It is of great interest the development of portable and autonomous instrumentation that allows calibration with a single point and corrects the influence of the temperature. The calibration curves represent the mathematical expression, or the table of values, which allows the analyte concentration to be calculated from the information detected by the sensor zone and the temperature (the latter in the case of systems with thermal correction). Typically, two-point sensor calibration procedures and recalibration are required. The initial calibration is performed after the sensor assembly or immediately after its first use. Recalibration is usually required during the life of the sensor to maintain the degree of accuracy required in the measurements. The usual calibration in attenuation sensors uses the Stem-Volmer equation and requires the determination of the signal, intensity or life times, both in the absence and in the presence of different known analyte concentrations. The use of two or three point calibrations is frequent, one of which is in the absence of analyte (JI Peterson and RV Fitzgerald, Fiber optic ptic ₂ tested, US 4,476,870, 1984). Various procedures have been used to achieve one-point calibration, both using life time measurements (JG Bentsen, Emission quenching sensors, US 5,518,694, 1996) and intensity; Thus Choi and Xiao (MMF Choi and X. Dan, Analyst, 124, 695-698 (1999)) propose a modification of the Stern-Volmer equation that allows calibration with a point as the value of I _{0 is} not essential. However, all these systems operate at a constant and usual temperature, except for specific applications, such as the measurement of blood oxygen "in vivo", that the temperature of the sample can vary.

If it is desired to correct the thermal effects, it will be necessary to establish the calibration function for different temperatures. This procedure that is necessary to evaluate the response when testing different luminescent compounds is not desirable when, once a certain sensor has been characterized and its calibration curve constructed, it is used within a measurement system. Therefore, a measuring instrument that allows the simplest recalibration possible, at a single point, would be very desirable. Explanation of the invention:

Object of the invention

The invention relates to a portable instrument and a method for measuring the concentration of a gaseous analyte in a gaseous medium, based on

The attenuation that said analyte produces in the phosphorescent emission of a luminophore, with compensation for the effects of the temperature. The instrument can be configured to allow recalibration with a single point. The main objectives of this invention have been to design an autonomous instrument of high performance, stable response, low weight and dimensions and low energy consumption.

Summary of / to invention

Schematically, the technical and functional characteristics of the invention in the sensor area of the instrument are: a) Light source of suitable characteristics, for example a light emitting diode, for the excitation of the phosphorescence of the luminophore. b) A photodetector that generates a binary output signal, that is, characterized by two voltage levels, depending on whether the intensity of the aforementioned phosphorescent emission that it receives, is above or not a certain threshold. This device is located a few millimeters from the mentioned excitation source. c) A sensor film containing the substances necessary to produce a luminescent signal that is stable over time and dependent on the analyte concentration. Said film, which is permeable to the analyte, is placed in contact with the active face (collector lens) of the aforementioned photodetector so that the emission by the phosphorescent indicator depends on the concentration of said analyte in the film. If necessary, a photo-stabilizing compound could be included in this film that reduces the photoderivation of the phosphorescent emission of the indicator after successive light excitations. d) A temperature sensor located a few millimeters from the film sensor-photodetector film set. The measurement procedure is summarized in:

1. Take the value of the temperature for later use on the calibration surface to obtain the analyte concentration.

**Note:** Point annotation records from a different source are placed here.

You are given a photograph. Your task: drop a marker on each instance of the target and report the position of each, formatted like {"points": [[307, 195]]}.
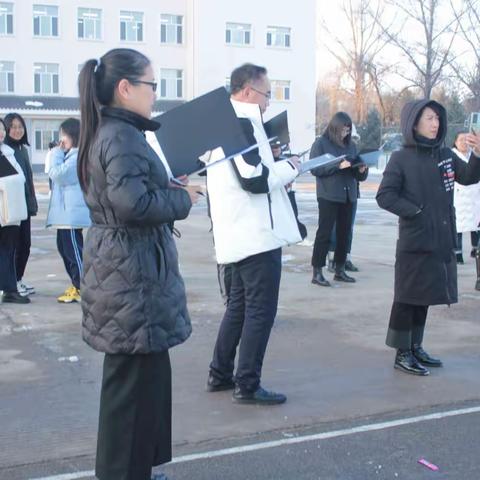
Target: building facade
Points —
{"points": [[193, 44]]}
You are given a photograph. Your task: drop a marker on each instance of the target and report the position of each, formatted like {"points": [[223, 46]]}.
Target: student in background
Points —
{"points": [[18, 140], [67, 211]]}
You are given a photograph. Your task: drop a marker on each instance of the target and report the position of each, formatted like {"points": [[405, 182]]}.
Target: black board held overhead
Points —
{"points": [[205, 123], [278, 127]]}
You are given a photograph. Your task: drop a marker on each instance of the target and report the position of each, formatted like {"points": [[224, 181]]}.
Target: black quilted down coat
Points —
{"points": [[133, 297], [417, 186]]}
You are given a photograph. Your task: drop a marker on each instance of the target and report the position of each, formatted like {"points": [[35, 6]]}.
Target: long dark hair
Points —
{"points": [[334, 129], [5, 127], [96, 83], [8, 121], [71, 127]]}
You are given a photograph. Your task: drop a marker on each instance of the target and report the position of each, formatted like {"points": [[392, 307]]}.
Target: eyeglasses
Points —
{"points": [[266, 95], [152, 84]]}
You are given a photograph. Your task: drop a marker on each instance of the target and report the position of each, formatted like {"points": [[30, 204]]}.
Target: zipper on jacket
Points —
{"points": [[270, 209], [446, 282]]}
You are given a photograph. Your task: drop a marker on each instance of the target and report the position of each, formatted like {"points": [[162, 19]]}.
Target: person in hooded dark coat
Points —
{"points": [[418, 185]]}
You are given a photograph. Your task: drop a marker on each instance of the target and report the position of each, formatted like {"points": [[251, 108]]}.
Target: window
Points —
{"points": [[238, 34], [131, 26], [46, 78], [278, 37], [45, 21], [6, 18], [171, 83], [6, 77], [89, 23], [171, 29], [45, 132], [280, 90]]}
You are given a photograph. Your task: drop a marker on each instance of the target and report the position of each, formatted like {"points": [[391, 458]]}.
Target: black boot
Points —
{"points": [[259, 397], [350, 267], [215, 385], [14, 297], [405, 361], [477, 261], [331, 266], [341, 276], [424, 358], [319, 279]]}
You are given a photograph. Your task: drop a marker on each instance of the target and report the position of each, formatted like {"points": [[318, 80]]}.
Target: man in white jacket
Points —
{"points": [[252, 220]]}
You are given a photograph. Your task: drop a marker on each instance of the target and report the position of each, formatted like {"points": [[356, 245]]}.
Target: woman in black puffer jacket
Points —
{"points": [[418, 185], [337, 192], [133, 297]]}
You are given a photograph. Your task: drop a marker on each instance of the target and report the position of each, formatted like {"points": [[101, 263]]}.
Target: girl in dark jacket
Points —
{"points": [[418, 185], [17, 139], [133, 297], [337, 191]]}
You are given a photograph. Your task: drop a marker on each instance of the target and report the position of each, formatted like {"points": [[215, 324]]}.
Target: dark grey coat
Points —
{"points": [[133, 297], [334, 184], [417, 186]]}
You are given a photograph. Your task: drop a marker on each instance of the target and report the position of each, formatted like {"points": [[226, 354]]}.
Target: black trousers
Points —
{"points": [[135, 423], [330, 214], [248, 320], [22, 252], [407, 325], [8, 243], [70, 247], [474, 240], [224, 275], [333, 236]]}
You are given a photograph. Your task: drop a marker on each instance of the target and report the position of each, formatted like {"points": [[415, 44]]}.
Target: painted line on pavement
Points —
{"points": [[292, 441]]}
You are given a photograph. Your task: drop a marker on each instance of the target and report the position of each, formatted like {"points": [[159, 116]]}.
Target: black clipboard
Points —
{"points": [[203, 124]]}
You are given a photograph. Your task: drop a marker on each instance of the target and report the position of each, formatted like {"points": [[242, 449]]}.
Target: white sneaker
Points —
{"points": [[24, 289]]}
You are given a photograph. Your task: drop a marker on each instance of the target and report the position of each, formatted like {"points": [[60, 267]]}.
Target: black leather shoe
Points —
{"points": [[319, 279], [215, 385], [406, 362], [341, 276], [424, 358], [258, 397], [331, 266], [14, 297], [350, 267]]}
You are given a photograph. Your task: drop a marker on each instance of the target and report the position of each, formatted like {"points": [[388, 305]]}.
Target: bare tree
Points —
{"points": [[358, 52], [468, 72], [425, 40]]}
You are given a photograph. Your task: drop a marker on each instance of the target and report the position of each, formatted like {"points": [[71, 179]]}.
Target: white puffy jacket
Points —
{"points": [[250, 209], [13, 204]]}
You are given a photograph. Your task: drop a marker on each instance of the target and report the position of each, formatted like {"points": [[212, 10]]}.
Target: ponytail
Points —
{"points": [[89, 117], [96, 83]]}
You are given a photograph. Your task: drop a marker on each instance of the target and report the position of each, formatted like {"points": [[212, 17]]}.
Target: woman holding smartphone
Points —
{"points": [[133, 296]]}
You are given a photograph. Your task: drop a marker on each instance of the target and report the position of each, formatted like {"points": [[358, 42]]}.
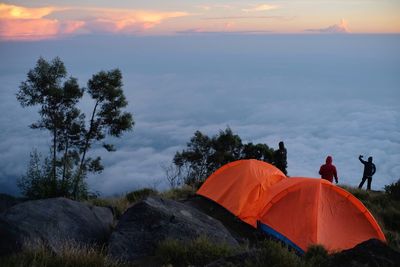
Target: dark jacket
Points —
{"points": [[369, 168], [328, 170]]}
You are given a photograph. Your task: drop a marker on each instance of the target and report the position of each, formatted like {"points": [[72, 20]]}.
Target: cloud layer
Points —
{"points": [[321, 94], [23, 23], [342, 27]]}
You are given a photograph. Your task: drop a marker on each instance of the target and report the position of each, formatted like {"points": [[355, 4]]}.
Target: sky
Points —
{"points": [[46, 19], [322, 76]]}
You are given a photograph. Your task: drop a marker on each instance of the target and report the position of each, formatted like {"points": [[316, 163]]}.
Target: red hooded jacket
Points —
{"points": [[328, 170]]}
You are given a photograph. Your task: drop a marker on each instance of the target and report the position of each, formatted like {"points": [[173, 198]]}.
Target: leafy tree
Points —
{"points": [[205, 154], [35, 183], [47, 86]]}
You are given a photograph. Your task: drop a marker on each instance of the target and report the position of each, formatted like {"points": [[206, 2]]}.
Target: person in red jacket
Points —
{"points": [[328, 170]]}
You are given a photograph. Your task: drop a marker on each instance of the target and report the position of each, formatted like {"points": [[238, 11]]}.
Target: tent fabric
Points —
{"points": [[298, 210], [241, 186], [320, 213]]}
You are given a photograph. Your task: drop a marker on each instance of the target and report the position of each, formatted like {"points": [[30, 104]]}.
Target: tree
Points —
{"points": [[47, 86], [205, 154]]}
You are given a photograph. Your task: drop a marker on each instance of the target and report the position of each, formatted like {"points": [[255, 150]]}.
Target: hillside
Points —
{"points": [[255, 249]]}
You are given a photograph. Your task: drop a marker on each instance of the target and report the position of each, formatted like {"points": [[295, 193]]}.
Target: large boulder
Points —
{"points": [[53, 222], [372, 252], [7, 201], [144, 225]]}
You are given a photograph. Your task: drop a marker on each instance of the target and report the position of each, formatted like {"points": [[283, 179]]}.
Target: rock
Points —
{"points": [[7, 201], [10, 238], [369, 253], [53, 222], [155, 219]]}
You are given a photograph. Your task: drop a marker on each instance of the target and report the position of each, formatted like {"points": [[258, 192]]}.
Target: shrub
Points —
{"points": [[272, 253], [316, 255], [71, 255], [393, 190], [140, 194], [197, 252], [183, 192], [118, 204]]}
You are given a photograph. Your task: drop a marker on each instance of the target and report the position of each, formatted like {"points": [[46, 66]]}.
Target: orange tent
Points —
{"points": [[298, 211], [241, 186], [306, 211]]}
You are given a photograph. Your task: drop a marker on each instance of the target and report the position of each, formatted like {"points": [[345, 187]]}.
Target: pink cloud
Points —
{"points": [[23, 23], [342, 27]]}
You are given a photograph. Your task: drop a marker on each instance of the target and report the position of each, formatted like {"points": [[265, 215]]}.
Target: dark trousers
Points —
{"points": [[363, 181]]}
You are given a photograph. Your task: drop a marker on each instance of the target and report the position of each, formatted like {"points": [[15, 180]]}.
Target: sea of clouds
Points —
{"points": [[321, 94]]}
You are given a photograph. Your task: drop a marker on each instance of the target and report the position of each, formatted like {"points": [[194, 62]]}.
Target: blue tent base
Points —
{"points": [[271, 232]]}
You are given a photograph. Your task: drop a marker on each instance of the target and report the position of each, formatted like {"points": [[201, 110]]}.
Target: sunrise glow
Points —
{"points": [[27, 22]]}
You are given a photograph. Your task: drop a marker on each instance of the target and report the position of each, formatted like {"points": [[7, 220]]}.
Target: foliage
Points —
{"points": [[385, 207], [393, 190], [71, 255], [205, 154], [57, 96], [272, 253], [183, 192], [197, 252], [141, 194], [36, 183], [316, 255], [118, 204]]}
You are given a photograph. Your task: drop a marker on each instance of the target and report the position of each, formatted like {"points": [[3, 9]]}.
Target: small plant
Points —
{"points": [[393, 190], [316, 255], [197, 252], [118, 204], [70, 255], [183, 192], [141, 194], [272, 253]]}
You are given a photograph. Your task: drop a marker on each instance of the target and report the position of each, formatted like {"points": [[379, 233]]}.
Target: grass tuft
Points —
{"points": [[70, 255], [181, 193], [197, 252], [140, 194]]}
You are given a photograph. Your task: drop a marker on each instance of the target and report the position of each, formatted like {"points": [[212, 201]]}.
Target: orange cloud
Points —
{"points": [[23, 23], [28, 29], [342, 27], [18, 12], [261, 7]]}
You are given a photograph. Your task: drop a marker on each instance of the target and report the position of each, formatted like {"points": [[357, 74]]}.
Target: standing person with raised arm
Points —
{"points": [[328, 170], [369, 171]]}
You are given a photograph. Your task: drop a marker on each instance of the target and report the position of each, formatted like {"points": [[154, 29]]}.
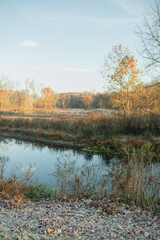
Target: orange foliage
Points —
{"points": [[47, 98], [123, 78]]}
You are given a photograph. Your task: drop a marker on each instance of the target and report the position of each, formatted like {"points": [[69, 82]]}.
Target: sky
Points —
{"points": [[62, 43]]}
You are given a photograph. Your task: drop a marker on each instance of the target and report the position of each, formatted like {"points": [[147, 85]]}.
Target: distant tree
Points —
{"points": [[64, 100], [87, 99], [47, 98], [122, 76], [149, 34]]}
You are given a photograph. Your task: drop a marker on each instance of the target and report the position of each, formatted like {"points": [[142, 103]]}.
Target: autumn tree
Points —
{"points": [[149, 33], [122, 76], [47, 98], [87, 99]]}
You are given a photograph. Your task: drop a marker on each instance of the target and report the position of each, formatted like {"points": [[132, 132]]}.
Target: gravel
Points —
{"points": [[81, 219]]}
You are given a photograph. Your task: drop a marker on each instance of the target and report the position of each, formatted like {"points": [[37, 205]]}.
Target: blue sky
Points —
{"points": [[62, 43]]}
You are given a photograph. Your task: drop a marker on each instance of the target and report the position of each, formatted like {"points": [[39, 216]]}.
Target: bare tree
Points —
{"points": [[149, 34]]}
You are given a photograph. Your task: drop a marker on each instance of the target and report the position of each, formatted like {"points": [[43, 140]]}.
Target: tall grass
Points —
{"points": [[11, 187], [138, 178], [94, 124]]}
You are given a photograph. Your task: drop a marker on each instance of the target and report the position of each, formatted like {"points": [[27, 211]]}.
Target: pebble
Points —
{"points": [[83, 219]]}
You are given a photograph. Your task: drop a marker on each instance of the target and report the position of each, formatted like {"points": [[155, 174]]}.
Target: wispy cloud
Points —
{"points": [[51, 68], [66, 18], [131, 7], [77, 70], [29, 43]]}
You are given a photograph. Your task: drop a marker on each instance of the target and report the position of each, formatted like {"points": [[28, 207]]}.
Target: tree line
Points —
{"points": [[125, 89]]}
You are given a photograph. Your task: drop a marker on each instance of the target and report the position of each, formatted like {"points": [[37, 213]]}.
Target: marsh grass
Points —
{"points": [[137, 179], [86, 180], [11, 187], [92, 125]]}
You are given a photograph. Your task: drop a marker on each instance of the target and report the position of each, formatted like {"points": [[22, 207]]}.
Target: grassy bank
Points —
{"points": [[96, 132]]}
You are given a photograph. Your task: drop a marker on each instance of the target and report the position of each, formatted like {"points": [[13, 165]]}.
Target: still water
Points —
{"points": [[43, 160]]}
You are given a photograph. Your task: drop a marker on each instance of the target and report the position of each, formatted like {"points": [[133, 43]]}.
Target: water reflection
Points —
{"points": [[43, 159]]}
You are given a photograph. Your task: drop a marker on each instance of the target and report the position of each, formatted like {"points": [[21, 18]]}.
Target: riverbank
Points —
{"points": [[95, 131], [83, 219]]}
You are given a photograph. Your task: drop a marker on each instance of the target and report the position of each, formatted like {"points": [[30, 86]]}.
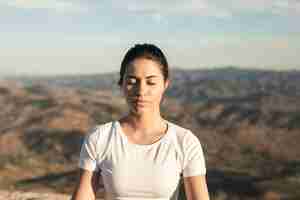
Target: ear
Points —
{"points": [[167, 83]]}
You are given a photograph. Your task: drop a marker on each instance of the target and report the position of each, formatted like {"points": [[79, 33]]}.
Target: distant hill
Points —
{"points": [[248, 122], [193, 85]]}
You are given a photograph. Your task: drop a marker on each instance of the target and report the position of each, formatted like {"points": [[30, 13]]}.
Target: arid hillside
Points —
{"points": [[250, 141]]}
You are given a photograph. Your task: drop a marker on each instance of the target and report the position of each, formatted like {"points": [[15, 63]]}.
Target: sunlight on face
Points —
{"points": [[144, 85]]}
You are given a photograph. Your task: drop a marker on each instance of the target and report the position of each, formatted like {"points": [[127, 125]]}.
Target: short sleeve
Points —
{"points": [[88, 154], [194, 161]]}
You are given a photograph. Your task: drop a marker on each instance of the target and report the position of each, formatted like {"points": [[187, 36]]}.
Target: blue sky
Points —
{"points": [[76, 36]]}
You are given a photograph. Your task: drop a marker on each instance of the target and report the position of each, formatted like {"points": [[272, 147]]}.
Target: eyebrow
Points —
{"points": [[147, 77]]}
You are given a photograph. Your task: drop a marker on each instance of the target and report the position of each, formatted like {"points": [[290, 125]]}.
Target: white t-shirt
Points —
{"points": [[137, 171]]}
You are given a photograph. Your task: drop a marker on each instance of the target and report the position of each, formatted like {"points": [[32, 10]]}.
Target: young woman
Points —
{"points": [[142, 155]]}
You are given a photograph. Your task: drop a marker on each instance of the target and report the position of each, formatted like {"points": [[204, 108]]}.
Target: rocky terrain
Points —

2. Light excitation, receiving a response from the photodetector in a high state during a certain period of time in which the intensity of the phosphorescence is above a certain value (threshold).

3. Conversion to a numerical value of the mentioned life time of the phosphorescent emission above the threshold in two phases: a. Conversion to a high frequency signal. b. Conversion of the high frequency pulse train to the corresponding numerical value using a digital counter.

4. Performing successive measurements with a subsequent averaging of the values obtained to minimize the possible fluctuation of the measurement due, above all, to the optoelectronic elements, with the consequent improvement of the signal-to-noise ratio of the instrument.

The instrumentation resulting from this invention allows the recalibration with a single point, requiring simple exposure to an atmosphere of known composition. as it can be outdoors, without requiring the preparation of mixtures of known composition in the laboratory. This procedure allows to reconstruct the calibration surface that includes, and therefore corrects, the influence of the temperature on the luminescence attenuation.

This invention has a more compact design, a better arrangement in the alignment and reduction of optoelectronic components, a greater efficiency in the collection and processing of information than some others previously described, resulting in a high reliability, portable and measuring instrument. Low cost.

Detailed description of the invention

According to Figure 1, the instrument is composed of the following subsystems: a. Optical exciter / sensor / detector subsystem and temperature sensor. This block includes the components for the excitation of phosphorescence, The sensor film containing the luminescent or illuminophore indicator with the photostabilizer (if necessary), the photodetector device that converts the light signal into an electrical signal and the temperature sensor. b. Microcontroller based subsystem for signal processing and instrument control. That is, electronic components for analog-to-digital conversion, digital processing, control of the excitation / detection zone, control of the various user nterfases and power management. This subsystem preferably includes memory for storing the information related to the calibration function that allows the analyte concentration to be calculated from the temperature and the information detected in the sensor zone. C. Accessory timing and autonomous power subsystems: oscillators, voltage regulation and power batteries. d. Subsystem of nterfases with the user, including screen, keyboard and audible alarm, e. Subsystem for communication with other devices, such as personal computers, modem devices or mobile phones.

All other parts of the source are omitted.